Cast your fate.
Some notes from The Treasure of Alpheus Winterborn (1978), particularly the titular character's silverware company.
The book's namesake got rich from his company, which employed half the people in Hoosac, making silver-plated objects like knives, forks, tea strainers, Edam Cheese holders, and so on. It is said that Winterborn’s silverware company was famous nationwide, like the 1847 Rogers Brothers, and made its owner a millionaire.
First, a few words on the Rogers Brothers – Asa, Simeon, and William – of Hartford, Connecticut. Their most popular product was the 1847 Rogers Bros. flatware; Centennialantiques.com notes that many novice collectors mistakenly believe that all 1847 Rogers Bros. products date from that year or consists of solid silver:
The technique of electroplating a thin coat of silver over a base metal became feasible in the 1840s. The base metal selected for flat tableware was usually nickel silver, a misnomer which actually contained no silver but was an alloy of nickel, zinc and copper. The brothers were known for the high quality of their wares and when they felt they had perfected the electroplating process in 1847 they marked their product with their name.
So was Winterborn’s silverware company modeled on something back in Marshall or maybe even up in Winona? Perhaps not.
Fan Jon Caulkett, himself from Michigan, said that Albion, a slightly larger town twenty minutes east of Marshall, was once renowned for its foundries, though they are all pretty much closed now. “A quick run through some of the historical articles on the city’s home page doesn't show that any of them made silverware, but the big town celebration is the ‘Festival of the Forks,’ so called because the two branches of the Kalamazoo River come together there.”

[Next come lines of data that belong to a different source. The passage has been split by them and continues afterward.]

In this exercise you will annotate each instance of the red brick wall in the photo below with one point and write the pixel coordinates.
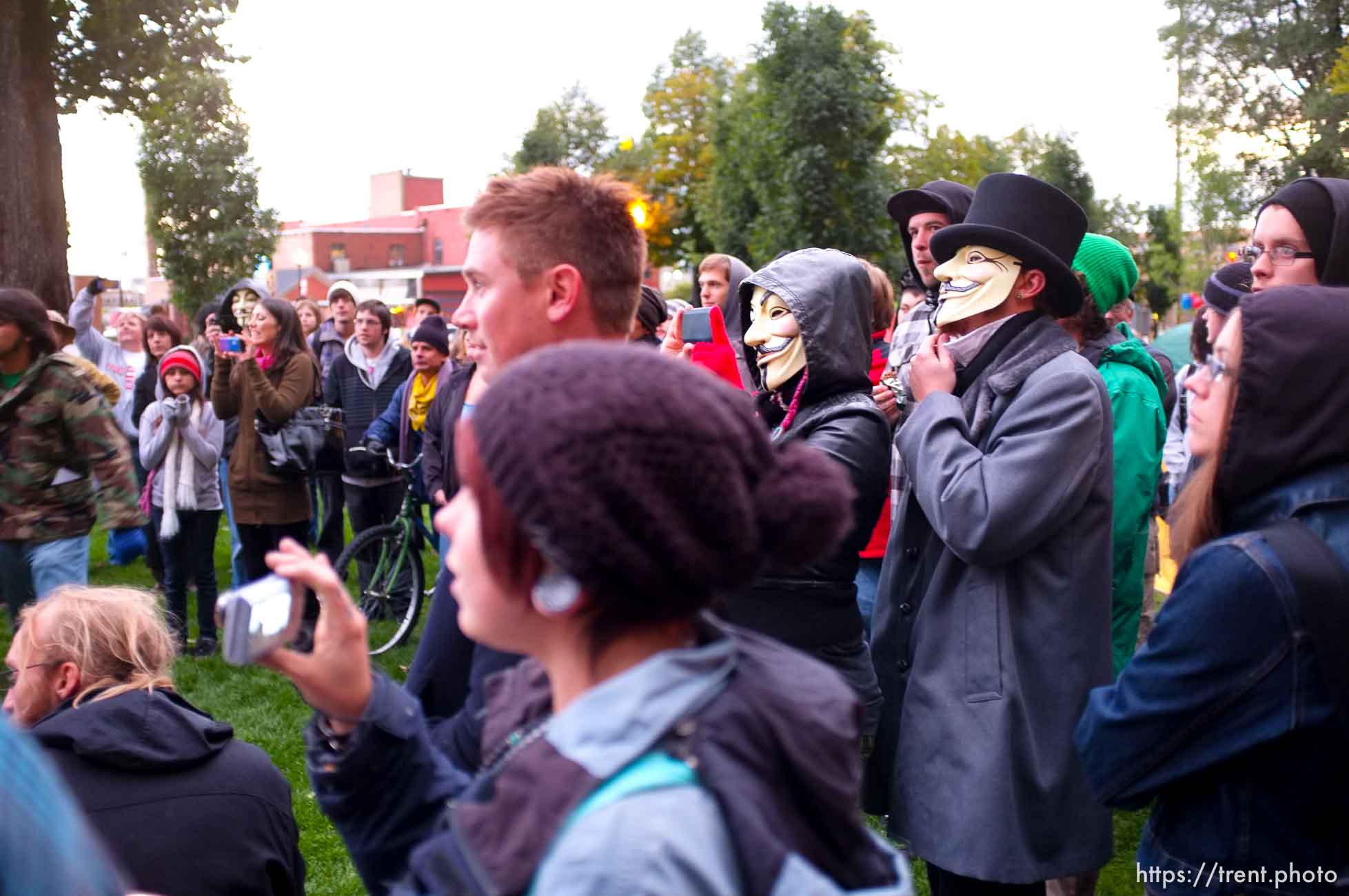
(423, 191)
(367, 252)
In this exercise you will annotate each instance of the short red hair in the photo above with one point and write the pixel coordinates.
(556, 216)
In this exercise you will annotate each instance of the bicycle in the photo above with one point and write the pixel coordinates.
(382, 567)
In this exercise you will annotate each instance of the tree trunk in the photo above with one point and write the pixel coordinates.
(32, 201)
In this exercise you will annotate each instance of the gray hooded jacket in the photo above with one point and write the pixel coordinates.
(830, 296)
(204, 443)
(110, 358)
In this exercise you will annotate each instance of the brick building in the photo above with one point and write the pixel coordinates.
(410, 246)
(413, 245)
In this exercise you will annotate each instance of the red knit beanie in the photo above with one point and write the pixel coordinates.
(181, 356)
(642, 477)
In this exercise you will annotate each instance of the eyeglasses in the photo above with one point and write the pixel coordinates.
(1279, 256)
(10, 676)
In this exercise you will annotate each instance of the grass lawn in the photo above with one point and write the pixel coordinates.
(266, 710)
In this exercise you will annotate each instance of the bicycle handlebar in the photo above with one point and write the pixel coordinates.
(389, 456)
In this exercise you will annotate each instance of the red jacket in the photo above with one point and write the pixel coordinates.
(875, 548)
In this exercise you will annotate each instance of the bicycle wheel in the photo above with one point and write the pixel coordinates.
(383, 576)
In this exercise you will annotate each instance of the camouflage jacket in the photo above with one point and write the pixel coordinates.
(57, 438)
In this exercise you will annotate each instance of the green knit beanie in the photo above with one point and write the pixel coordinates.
(1108, 267)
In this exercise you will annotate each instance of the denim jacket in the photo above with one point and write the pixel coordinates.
(1225, 718)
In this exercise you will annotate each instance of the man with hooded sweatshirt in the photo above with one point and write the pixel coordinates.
(1302, 235)
(180, 803)
(1137, 389)
(993, 613)
(235, 309)
(810, 335)
(720, 283)
(362, 383)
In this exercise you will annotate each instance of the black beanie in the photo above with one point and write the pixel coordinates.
(647, 478)
(1315, 211)
(1226, 287)
(652, 311)
(434, 332)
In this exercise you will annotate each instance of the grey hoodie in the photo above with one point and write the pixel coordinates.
(356, 355)
(110, 358)
(204, 442)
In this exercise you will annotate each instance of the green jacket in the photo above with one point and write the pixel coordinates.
(57, 436)
(1136, 387)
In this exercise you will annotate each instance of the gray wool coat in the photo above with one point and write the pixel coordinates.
(993, 618)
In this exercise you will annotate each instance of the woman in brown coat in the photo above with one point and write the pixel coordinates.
(274, 376)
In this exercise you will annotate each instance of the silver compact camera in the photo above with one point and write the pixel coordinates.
(258, 618)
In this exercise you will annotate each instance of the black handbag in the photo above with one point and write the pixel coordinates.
(308, 443)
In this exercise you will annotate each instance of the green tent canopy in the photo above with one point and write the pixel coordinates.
(1175, 343)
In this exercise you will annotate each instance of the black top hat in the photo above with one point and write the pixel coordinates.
(1027, 218)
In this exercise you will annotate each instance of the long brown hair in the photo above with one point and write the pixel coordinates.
(1197, 517)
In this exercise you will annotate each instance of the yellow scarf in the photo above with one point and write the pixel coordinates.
(424, 391)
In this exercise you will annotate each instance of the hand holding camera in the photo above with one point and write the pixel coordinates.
(335, 678)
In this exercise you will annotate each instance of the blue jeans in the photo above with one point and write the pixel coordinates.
(37, 569)
(868, 579)
(190, 556)
(236, 567)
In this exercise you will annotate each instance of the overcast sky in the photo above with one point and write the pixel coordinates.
(339, 90)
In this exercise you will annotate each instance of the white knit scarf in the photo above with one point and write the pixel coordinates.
(179, 476)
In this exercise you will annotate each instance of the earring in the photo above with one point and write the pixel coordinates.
(555, 593)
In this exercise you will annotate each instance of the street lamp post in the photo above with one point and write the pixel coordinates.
(301, 261)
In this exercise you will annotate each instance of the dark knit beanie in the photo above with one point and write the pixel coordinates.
(1226, 287)
(1315, 211)
(647, 478)
(652, 311)
(434, 332)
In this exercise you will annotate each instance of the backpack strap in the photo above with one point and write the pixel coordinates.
(648, 772)
(1185, 398)
(1321, 584)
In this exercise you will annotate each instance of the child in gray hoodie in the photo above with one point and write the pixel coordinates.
(180, 446)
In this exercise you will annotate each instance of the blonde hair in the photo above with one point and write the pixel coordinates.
(115, 636)
(882, 296)
(318, 315)
(556, 216)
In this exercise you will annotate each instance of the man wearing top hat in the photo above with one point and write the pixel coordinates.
(993, 611)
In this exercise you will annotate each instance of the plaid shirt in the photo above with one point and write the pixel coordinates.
(904, 343)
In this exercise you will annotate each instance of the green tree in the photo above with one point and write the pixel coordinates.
(1160, 267)
(1061, 165)
(802, 142)
(1339, 81)
(678, 152)
(572, 132)
(944, 153)
(1263, 69)
(201, 190)
(53, 54)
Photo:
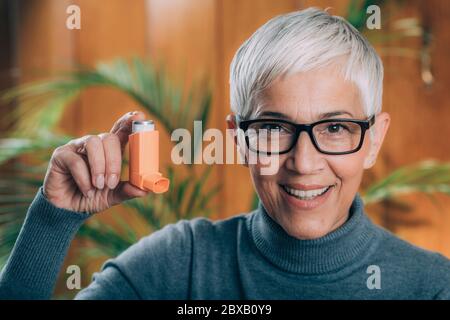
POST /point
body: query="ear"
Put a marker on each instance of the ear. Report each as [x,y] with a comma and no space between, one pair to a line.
[238,138]
[380,129]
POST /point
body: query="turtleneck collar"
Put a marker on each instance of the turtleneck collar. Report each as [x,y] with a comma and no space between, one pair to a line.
[329,253]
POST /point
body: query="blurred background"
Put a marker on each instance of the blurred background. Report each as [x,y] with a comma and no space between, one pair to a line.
[170,59]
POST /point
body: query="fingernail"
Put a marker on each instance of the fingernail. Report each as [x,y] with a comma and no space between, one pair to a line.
[112,181]
[100,181]
[90,194]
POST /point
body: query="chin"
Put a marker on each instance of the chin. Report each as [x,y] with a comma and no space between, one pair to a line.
[306,231]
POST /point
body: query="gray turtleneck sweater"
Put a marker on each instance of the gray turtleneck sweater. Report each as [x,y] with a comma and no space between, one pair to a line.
[245,257]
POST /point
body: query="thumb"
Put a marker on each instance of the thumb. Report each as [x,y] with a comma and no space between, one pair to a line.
[122,128]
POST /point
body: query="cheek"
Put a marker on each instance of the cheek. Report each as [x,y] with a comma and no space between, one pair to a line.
[348,168]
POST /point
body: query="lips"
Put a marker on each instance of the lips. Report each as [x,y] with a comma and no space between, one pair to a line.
[308,197]
[306,194]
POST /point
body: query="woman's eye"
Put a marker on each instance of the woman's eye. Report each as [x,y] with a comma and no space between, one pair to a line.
[335,128]
[271,127]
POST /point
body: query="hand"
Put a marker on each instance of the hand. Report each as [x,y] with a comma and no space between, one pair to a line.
[83,175]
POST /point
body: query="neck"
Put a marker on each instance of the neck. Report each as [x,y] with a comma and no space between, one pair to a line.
[313,256]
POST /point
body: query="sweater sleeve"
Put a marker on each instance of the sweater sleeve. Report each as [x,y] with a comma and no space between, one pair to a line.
[33,266]
[156,267]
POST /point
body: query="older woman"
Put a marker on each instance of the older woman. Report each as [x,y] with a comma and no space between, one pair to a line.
[314,84]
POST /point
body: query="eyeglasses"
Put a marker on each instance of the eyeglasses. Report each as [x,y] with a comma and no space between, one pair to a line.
[330,136]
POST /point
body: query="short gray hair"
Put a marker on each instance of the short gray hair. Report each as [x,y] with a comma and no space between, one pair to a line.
[301,41]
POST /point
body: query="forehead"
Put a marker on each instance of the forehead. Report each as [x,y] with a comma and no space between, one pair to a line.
[308,96]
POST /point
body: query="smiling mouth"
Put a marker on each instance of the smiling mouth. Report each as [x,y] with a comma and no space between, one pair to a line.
[306,194]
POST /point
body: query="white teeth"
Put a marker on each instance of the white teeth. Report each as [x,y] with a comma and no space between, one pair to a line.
[306,195]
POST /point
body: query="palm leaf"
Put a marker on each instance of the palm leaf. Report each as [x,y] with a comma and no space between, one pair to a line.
[427,177]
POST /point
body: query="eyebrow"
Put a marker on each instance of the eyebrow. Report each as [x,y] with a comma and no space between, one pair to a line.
[326,115]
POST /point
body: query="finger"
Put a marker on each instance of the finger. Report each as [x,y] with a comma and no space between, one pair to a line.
[78,169]
[113,158]
[96,158]
[122,128]
[125,191]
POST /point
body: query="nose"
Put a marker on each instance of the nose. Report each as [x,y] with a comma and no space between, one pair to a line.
[306,159]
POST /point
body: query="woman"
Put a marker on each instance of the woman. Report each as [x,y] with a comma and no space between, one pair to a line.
[315,84]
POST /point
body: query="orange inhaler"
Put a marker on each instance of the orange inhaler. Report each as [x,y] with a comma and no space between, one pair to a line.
[144,158]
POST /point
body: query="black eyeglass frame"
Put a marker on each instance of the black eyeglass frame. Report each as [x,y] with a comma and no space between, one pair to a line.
[364,124]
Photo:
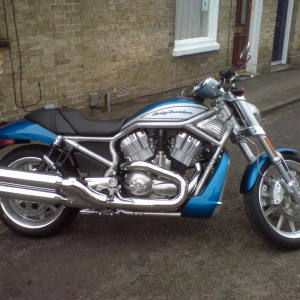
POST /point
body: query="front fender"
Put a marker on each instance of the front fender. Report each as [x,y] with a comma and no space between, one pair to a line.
[252,171]
[27,130]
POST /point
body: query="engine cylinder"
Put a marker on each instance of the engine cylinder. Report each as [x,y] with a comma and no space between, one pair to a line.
[186,148]
[136,146]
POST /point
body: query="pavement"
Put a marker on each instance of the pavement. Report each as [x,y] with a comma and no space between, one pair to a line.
[268,92]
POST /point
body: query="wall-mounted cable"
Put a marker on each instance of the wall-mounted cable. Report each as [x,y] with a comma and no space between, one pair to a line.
[229,34]
[20,62]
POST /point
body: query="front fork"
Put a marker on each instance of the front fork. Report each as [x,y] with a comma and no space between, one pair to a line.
[289,182]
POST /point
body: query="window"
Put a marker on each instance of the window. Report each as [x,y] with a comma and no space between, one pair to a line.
[196,26]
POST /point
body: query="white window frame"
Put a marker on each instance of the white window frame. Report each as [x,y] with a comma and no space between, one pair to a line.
[201,44]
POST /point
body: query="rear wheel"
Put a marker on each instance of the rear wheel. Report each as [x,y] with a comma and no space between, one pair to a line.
[277,223]
[28,218]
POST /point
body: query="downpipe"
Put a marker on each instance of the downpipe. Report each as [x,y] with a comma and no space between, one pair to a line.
[52,189]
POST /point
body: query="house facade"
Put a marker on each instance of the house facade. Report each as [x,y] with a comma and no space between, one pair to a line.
[133,49]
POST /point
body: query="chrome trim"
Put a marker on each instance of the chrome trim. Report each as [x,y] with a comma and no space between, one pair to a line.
[28,178]
[144,213]
[201,134]
[214,125]
[139,125]
[86,151]
[256,130]
[195,178]
[219,203]
[88,138]
[212,162]
[74,193]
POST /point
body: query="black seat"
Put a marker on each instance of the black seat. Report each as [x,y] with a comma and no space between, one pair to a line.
[69,121]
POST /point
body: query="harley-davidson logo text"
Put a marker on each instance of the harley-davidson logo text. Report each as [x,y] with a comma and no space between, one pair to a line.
[172,112]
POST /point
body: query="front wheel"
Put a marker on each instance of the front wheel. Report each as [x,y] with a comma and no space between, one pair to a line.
[277,223]
[30,218]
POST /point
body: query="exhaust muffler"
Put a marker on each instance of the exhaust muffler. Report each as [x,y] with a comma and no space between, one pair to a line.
[52,189]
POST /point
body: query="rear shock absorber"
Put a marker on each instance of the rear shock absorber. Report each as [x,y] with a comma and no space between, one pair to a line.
[47,162]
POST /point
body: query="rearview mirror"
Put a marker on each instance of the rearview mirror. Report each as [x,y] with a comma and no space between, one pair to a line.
[245,51]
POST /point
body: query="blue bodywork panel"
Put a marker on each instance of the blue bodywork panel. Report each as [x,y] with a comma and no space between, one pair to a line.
[23,129]
[252,171]
[204,204]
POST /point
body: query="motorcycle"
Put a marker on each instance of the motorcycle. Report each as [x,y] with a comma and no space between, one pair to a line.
[168,159]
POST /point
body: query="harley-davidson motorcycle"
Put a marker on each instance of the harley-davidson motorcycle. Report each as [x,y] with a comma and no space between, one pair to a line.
[169,159]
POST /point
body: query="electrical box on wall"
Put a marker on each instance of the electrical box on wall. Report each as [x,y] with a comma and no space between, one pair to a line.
[4,43]
[94,99]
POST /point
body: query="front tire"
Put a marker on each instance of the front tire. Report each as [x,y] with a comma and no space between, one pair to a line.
[277,224]
[27,218]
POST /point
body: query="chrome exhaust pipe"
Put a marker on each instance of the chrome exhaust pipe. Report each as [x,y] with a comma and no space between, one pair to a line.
[35,187]
[39,187]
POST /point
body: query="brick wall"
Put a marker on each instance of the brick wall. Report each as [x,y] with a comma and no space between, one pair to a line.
[266,35]
[294,41]
[75,47]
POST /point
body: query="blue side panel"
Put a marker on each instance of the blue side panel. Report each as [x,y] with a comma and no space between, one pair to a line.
[174,100]
[23,129]
[252,171]
[203,205]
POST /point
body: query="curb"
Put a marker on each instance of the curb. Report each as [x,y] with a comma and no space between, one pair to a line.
[273,108]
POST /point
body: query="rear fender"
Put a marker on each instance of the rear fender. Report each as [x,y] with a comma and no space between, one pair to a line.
[26,130]
[252,171]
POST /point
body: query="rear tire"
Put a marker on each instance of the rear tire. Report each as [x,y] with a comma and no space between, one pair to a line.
[34,219]
[277,224]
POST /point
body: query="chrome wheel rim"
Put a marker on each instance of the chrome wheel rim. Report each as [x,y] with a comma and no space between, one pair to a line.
[29,214]
[283,218]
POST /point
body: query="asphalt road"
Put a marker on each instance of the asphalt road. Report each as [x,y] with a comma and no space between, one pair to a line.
[158,258]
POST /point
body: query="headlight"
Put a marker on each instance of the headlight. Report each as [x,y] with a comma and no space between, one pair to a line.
[255,112]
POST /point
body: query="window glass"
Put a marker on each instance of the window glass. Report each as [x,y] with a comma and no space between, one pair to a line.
[244,10]
[192,18]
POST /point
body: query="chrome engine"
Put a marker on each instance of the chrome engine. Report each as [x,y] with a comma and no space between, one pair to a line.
[183,149]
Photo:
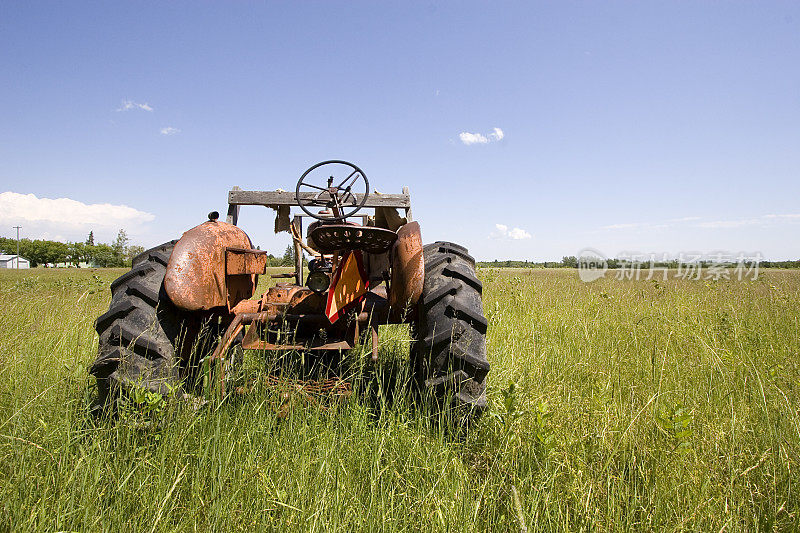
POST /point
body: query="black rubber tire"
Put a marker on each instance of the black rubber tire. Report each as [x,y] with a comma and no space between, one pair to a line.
[139,333]
[450,347]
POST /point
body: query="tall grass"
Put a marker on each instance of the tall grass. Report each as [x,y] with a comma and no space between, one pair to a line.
[614,405]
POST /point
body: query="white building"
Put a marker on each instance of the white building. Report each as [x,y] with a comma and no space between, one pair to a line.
[11,261]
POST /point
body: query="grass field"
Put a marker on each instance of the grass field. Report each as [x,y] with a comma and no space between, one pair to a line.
[636,405]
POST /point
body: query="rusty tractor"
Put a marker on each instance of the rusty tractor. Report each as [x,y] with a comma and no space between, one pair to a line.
[192,300]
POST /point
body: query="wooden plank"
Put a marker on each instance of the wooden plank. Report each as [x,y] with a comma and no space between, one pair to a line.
[233,210]
[270,198]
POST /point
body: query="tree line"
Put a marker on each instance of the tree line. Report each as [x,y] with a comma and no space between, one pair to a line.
[118,253]
[571,261]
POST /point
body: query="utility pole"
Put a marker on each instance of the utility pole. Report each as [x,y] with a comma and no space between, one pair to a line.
[17,228]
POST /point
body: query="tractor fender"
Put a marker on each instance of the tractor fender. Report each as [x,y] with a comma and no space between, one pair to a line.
[408,270]
[196,276]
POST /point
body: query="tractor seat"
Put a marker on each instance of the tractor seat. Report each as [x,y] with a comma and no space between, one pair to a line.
[329,238]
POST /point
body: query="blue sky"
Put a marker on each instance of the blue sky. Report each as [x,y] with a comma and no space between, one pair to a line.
[655,127]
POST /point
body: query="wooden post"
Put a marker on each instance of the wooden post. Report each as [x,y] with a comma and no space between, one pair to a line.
[233,210]
[409,218]
[298,250]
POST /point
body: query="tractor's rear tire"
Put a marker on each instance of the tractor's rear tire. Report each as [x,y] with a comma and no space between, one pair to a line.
[450,348]
[142,334]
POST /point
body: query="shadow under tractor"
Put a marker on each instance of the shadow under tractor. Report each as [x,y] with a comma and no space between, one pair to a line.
[362,275]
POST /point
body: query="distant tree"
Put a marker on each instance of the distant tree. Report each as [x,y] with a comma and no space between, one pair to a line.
[103,255]
[288,257]
[132,252]
[76,253]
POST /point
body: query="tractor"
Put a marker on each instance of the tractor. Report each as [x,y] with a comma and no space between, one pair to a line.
[366,269]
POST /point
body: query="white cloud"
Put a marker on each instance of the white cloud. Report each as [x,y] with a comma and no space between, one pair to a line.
[763,220]
[503,232]
[477,138]
[128,105]
[47,217]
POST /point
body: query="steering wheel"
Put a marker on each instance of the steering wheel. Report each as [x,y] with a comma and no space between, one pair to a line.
[340,196]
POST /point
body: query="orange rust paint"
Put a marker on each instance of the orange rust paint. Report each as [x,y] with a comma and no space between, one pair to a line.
[241,261]
[408,270]
[195,278]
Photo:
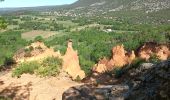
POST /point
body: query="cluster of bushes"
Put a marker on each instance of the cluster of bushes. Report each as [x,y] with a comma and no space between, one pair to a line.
[10,42]
[33,25]
[3,23]
[48,67]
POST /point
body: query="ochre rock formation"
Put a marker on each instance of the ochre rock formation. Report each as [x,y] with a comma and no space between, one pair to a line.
[120,58]
[162,51]
[37,51]
[71,63]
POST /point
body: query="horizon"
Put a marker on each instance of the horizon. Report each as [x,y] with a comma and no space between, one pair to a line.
[33,3]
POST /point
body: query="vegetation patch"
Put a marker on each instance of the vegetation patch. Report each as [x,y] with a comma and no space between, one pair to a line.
[48,67]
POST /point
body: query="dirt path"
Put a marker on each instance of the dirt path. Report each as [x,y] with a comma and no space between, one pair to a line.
[31,87]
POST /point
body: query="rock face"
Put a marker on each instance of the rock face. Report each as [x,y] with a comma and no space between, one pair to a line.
[120,58]
[71,63]
[87,92]
[160,50]
[147,82]
[36,51]
[150,82]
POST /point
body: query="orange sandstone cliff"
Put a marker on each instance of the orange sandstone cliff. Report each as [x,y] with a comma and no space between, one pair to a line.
[71,63]
[162,51]
[119,58]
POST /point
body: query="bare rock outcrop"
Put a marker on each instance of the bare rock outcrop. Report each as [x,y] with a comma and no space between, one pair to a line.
[162,51]
[36,51]
[71,63]
[119,58]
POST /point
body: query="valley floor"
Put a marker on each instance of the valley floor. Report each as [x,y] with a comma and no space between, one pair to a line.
[31,87]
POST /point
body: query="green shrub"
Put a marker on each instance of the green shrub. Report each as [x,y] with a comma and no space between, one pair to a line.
[27,67]
[154,58]
[49,67]
[118,72]
[39,39]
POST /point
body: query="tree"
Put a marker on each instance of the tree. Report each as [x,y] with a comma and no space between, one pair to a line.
[3,23]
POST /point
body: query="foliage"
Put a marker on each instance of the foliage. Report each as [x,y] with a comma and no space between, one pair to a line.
[10,42]
[49,67]
[39,39]
[3,23]
[26,67]
[154,58]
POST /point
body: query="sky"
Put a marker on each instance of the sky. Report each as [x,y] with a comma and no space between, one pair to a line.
[33,3]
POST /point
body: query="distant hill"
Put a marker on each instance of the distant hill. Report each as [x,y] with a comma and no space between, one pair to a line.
[118,5]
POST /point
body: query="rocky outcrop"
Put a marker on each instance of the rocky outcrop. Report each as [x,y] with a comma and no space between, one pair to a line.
[120,58]
[36,51]
[71,63]
[162,51]
[150,82]
[147,82]
[87,92]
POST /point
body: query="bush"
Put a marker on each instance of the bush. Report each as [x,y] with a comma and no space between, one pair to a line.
[49,67]
[154,58]
[39,39]
[27,67]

It is noted that besides silverware the Winterborn factory also did casting, the manufacturing process where liquid material is poured into a mold. The mold contorts the hardening liquid into a desired shape. The weather vane atop the library was constructed through this process. Another Bellairsian item created through similar process was the statue of Saint Fidgeta in Italy, fashioned by the Catholic Casting Company of Chicago.